On 1/23/07, Moinak Ghosh <Moinak.Ghosh at sun.com> wrote:
>
> Anil Gulecha wrote:
> >
> >
> > On 1/23/07, *Moinak Ghosh* <Moinak.Ghosh at sun.com
> > <mailto:Moinak.Ghosh at sun.com>> wrote:
> >
> >     you'd need to use the following shell snippet:
> >
> >     find . | while read f
> >     do
> >         cnt=`echo $f | sed 's/\// /g' | wc -w`
> >         if [ $cnt -lt <maxdepth> ]
> >         then
> >             echo $f
> >         fi
> >     done
> >
> >     AFAIK there is no direct replacement.
> >
> >
> > In this case we are traversing the entire structure, just not printing
> > it out. this is unacceptable as the script will be looking for
> > specific files, and taring them up.
>
>    It does print. The default for find is to print - try it.

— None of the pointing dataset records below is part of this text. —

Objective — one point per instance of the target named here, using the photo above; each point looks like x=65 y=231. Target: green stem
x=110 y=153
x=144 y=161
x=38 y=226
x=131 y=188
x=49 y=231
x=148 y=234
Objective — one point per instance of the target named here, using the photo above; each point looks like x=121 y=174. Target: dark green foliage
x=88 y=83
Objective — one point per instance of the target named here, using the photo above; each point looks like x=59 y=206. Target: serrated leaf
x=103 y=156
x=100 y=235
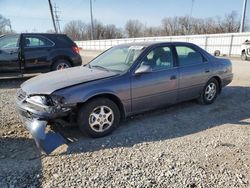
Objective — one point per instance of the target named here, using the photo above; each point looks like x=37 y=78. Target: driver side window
x=159 y=58
x=8 y=42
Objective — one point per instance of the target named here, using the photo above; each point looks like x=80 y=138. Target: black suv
x=37 y=52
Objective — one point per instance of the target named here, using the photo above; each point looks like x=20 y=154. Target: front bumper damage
x=36 y=120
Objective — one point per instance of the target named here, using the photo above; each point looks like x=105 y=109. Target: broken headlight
x=45 y=100
x=38 y=100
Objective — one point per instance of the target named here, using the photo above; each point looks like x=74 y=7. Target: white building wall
x=228 y=44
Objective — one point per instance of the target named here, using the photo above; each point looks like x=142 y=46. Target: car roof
x=155 y=43
x=41 y=34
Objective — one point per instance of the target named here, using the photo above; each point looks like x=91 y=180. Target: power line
x=57 y=17
x=92 y=22
x=52 y=15
x=243 y=16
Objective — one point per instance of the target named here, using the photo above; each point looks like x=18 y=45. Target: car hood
x=50 y=82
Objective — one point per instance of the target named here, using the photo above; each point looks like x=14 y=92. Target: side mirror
x=143 y=69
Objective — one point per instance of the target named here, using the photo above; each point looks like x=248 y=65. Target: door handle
x=173 y=77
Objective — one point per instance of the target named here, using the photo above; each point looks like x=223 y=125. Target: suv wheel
x=210 y=92
x=243 y=56
x=98 y=117
x=61 y=64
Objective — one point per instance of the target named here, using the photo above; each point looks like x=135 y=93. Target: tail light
x=76 y=49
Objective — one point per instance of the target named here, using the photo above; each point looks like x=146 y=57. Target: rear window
x=64 y=39
x=37 y=41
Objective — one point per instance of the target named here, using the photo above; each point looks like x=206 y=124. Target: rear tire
x=210 y=92
x=61 y=64
x=98 y=117
x=243 y=56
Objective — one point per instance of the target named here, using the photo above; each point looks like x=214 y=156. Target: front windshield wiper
x=99 y=67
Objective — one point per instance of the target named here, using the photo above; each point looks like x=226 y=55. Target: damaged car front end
x=38 y=111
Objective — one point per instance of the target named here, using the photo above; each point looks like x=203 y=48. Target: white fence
x=228 y=44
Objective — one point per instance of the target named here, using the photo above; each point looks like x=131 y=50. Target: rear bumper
x=77 y=60
x=227 y=80
x=36 y=122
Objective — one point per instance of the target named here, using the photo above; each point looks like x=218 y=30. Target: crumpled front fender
x=46 y=141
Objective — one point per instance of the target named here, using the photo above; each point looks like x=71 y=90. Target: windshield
x=9 y=41
x=118 y=58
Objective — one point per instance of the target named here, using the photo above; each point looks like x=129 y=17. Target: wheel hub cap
x=101 y=118
x=62 y=66
x=210 y=91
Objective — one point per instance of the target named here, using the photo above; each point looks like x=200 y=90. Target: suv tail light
x=76 y=49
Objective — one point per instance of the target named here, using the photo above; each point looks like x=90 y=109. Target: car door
x=36 y=49
x=194 y=72
x=9 y=54
x=159 y=86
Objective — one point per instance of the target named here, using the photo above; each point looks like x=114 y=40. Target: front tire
x=210 y=92
x=98 y=117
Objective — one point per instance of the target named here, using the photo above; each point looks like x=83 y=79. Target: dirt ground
x=185 y=145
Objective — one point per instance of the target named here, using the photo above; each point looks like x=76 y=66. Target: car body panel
x=60 y=79
x=132 y=92
x=37 y=59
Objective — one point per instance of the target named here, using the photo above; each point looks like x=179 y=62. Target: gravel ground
x=186 y=145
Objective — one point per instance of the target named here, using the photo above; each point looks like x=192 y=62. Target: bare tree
x=133 y=28
x=76 y=30
x=184 y=25
x=5 y=25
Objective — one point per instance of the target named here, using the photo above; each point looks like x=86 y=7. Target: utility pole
x=52 y=15
x=57 y=18
x=243 y=16
x=190 y=17
x=92 y=22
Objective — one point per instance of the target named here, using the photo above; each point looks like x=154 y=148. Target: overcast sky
x=34 y=15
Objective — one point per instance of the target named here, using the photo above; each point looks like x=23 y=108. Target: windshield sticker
x=136 y=47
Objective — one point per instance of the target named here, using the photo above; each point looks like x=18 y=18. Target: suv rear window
x=37 y=41
x=64 y=39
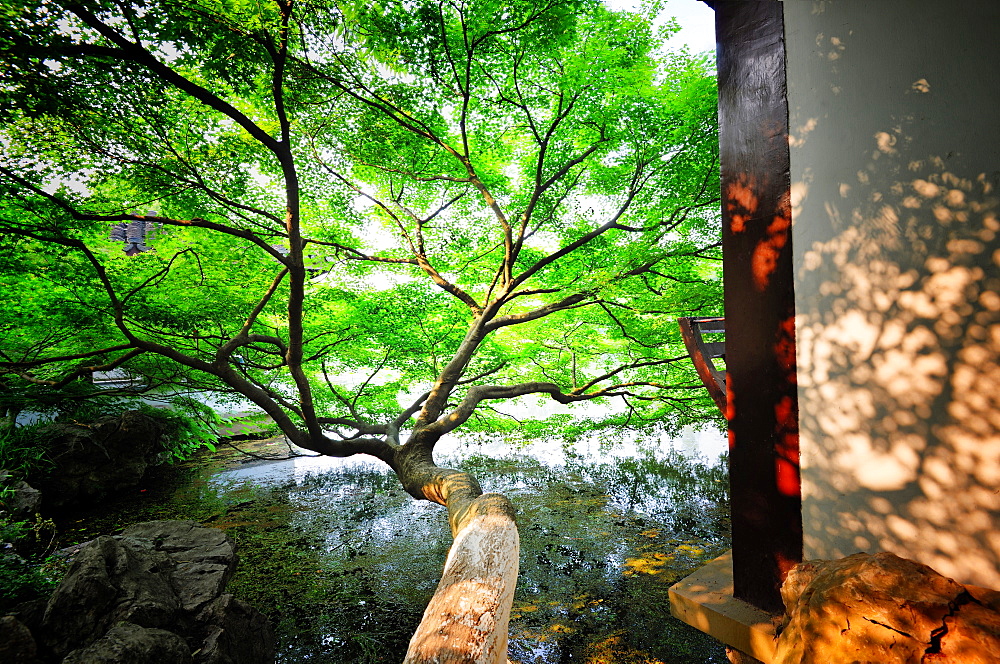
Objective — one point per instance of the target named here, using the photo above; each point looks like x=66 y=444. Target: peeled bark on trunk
x=466 y=620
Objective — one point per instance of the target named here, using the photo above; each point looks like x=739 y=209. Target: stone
x=95 y=459
x=112 y=579
x=883 y=609
x=204 y=558
x=240 y=634
x=24 y=500
x=17 y=645
x=156 y=585
x=128 y=643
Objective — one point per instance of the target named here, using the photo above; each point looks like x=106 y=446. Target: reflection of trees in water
x=581 y=524
x=902 y=343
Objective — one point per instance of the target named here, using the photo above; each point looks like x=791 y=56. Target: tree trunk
x=466 y=620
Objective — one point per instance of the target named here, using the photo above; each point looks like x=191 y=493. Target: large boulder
x=158 y=588
x=884 y=609
x=98 y=458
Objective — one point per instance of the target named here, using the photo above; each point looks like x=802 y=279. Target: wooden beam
x=762 y=405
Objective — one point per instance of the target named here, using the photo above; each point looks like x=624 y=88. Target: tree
x=443 y=205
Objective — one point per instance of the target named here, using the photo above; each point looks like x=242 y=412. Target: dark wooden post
x=762 y=406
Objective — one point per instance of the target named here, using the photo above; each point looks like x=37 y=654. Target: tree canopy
x=375 y=221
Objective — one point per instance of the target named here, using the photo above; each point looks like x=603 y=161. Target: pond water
x=343 y=561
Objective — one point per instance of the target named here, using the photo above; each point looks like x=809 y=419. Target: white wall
x=895 y=154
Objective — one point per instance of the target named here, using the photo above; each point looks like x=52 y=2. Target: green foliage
x=29 y=577
x=188 y=425
x=356 y=202
x=22 y=451
x=21 y=581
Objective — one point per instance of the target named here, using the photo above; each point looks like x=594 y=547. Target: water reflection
x=603 y=538
x=343 y=561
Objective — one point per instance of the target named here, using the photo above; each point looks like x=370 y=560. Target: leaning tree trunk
x=466 y=620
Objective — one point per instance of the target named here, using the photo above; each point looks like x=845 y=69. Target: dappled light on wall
x=902 y=375
x=897 y=282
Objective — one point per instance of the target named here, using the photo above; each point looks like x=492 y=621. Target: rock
x=24 y=500
x=17 y=645
x=128 y=643
x=94 y=459
x=204 y=558
x=885 y=609
x=112 y=579
x=240 y=634
x=159 y=584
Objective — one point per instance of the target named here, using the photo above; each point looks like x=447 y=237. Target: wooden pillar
x=762 y=405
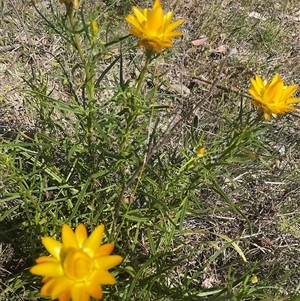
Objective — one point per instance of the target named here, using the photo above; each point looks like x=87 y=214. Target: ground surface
x=263 y=37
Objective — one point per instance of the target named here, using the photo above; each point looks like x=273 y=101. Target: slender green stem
x=144 y=70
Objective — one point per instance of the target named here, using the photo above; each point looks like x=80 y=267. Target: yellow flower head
x=75 y=3
x=273 y=97
x=78 y=266
x=153 y=27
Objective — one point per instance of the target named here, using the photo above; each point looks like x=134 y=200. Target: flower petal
x=79 y=293
x=50 y=269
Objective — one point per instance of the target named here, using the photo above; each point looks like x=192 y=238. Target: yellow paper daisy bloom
x=75 y=3
x=153 y=27
x=78 y=266
x=273 y=97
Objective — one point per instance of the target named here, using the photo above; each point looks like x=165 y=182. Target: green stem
x=143 y=72
x=89 y=74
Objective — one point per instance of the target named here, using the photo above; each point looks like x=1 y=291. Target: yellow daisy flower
x=153 y=27
x=78 y=266
x=74 y=2
x=273 y=97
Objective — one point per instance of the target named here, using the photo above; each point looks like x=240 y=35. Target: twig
x=154 y=149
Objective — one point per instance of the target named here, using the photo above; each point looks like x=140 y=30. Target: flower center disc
x=78 y=265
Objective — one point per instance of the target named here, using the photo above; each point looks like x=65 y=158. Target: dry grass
x=264 y=38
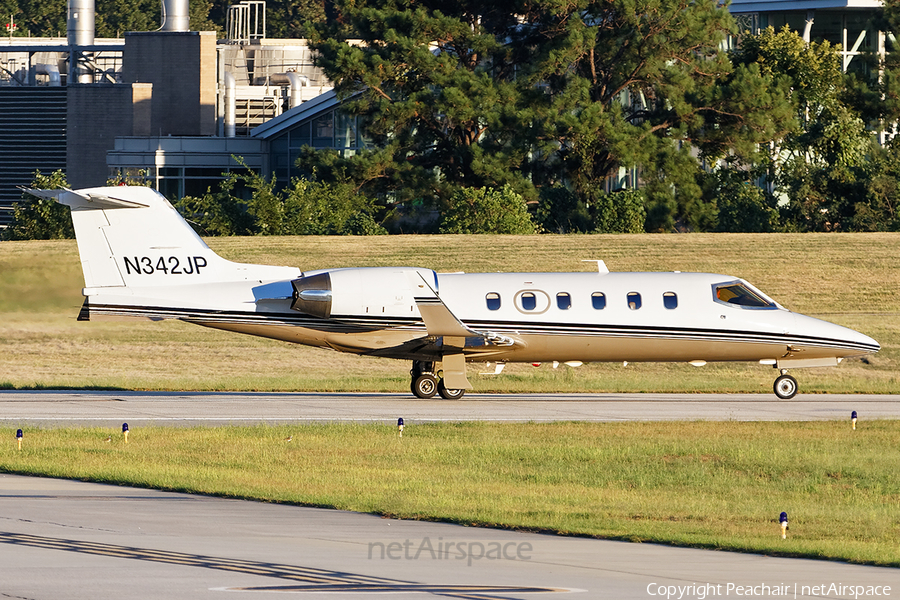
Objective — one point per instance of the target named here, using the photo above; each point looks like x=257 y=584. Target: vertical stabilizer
x=131 y=236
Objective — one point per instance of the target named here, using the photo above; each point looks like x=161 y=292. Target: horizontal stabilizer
x=439 y=320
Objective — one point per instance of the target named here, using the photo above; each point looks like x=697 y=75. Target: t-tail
x=139 y=255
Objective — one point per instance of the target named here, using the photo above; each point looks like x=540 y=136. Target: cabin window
x=493 y=301
x=529 y=301
x=634 y=300
x=670 y=300
x=739 y=294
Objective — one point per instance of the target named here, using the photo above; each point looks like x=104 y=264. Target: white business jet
x=141 y=259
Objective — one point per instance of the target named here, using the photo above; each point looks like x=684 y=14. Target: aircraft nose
x=848 y=342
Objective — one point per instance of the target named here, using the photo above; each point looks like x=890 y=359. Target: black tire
x=424 y=386
x=786 y=387
x=448 y=394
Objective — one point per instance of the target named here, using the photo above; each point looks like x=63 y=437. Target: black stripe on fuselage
x=349 y=324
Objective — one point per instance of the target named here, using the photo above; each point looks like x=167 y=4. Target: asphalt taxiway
x=56 y=408
x=73 y=540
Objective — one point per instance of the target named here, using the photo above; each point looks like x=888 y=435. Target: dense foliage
x=303 y=208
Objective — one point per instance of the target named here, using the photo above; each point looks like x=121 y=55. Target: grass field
x=708 y=485
x=850 y=279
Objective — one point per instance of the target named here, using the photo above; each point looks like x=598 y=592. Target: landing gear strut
x=425 y=384
x=785 y=386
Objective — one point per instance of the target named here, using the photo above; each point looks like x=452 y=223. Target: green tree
x=741 y=206
x=640 y=83
x=487 y=210
x=305 y=207
x=620 y=212
x=820 y=164
x=39 y=218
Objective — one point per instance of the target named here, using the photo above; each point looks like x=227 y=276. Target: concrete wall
x=182 y=68
x=96 y=115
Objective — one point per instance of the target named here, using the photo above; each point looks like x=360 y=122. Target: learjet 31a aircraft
x=141 y=259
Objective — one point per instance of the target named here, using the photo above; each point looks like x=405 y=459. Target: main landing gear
x=425 y=384
x=785 y=386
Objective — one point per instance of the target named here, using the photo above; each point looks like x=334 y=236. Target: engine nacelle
x=366 y=292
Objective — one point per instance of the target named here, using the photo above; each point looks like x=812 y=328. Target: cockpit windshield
x=739 y=294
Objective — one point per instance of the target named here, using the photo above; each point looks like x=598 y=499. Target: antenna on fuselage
x=601 y=266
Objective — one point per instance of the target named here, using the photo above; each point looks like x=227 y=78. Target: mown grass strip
x=701 y=484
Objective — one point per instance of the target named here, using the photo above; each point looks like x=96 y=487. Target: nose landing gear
x=425 y=384
x=785 y=386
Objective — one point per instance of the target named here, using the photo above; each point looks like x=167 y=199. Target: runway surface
x=72 y=540
x=80 y=541
x=63 y=408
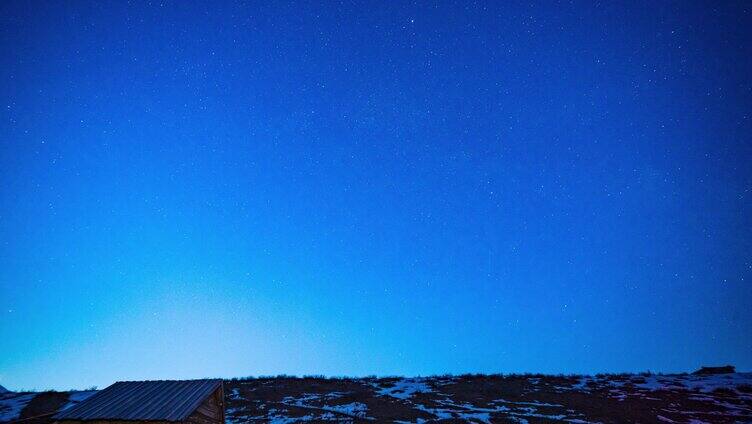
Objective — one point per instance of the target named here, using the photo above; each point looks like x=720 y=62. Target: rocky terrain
x=612 y=398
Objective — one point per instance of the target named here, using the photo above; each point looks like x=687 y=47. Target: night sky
x=197 y=189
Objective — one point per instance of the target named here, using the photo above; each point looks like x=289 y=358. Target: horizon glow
x=200 y=189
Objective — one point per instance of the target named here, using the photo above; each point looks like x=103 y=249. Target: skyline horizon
x=192 y=188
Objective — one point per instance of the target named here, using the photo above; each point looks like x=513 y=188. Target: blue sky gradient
x=193 y=189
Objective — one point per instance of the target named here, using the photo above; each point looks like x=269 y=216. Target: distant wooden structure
x=188 y=402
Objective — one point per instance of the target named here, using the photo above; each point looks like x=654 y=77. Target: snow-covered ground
x=487 y=399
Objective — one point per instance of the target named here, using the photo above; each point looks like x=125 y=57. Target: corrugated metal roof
x=143 y=401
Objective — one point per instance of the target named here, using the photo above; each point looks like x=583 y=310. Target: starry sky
x=192 y=189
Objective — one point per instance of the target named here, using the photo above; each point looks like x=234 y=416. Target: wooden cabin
x=126 y=402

And you can
> provide
>    any arbitrary maxdepth.


I should have phrased my sentence better. yes, it does print, but the
script traverses the _whole_ file system, printing _only_ what we ask. This
takes a lot of time for say / or /etc/

the
find /DIR/. \( -type d \! -name . -prune \) -o -type f -print command only
looks for the required files and is thus very fast.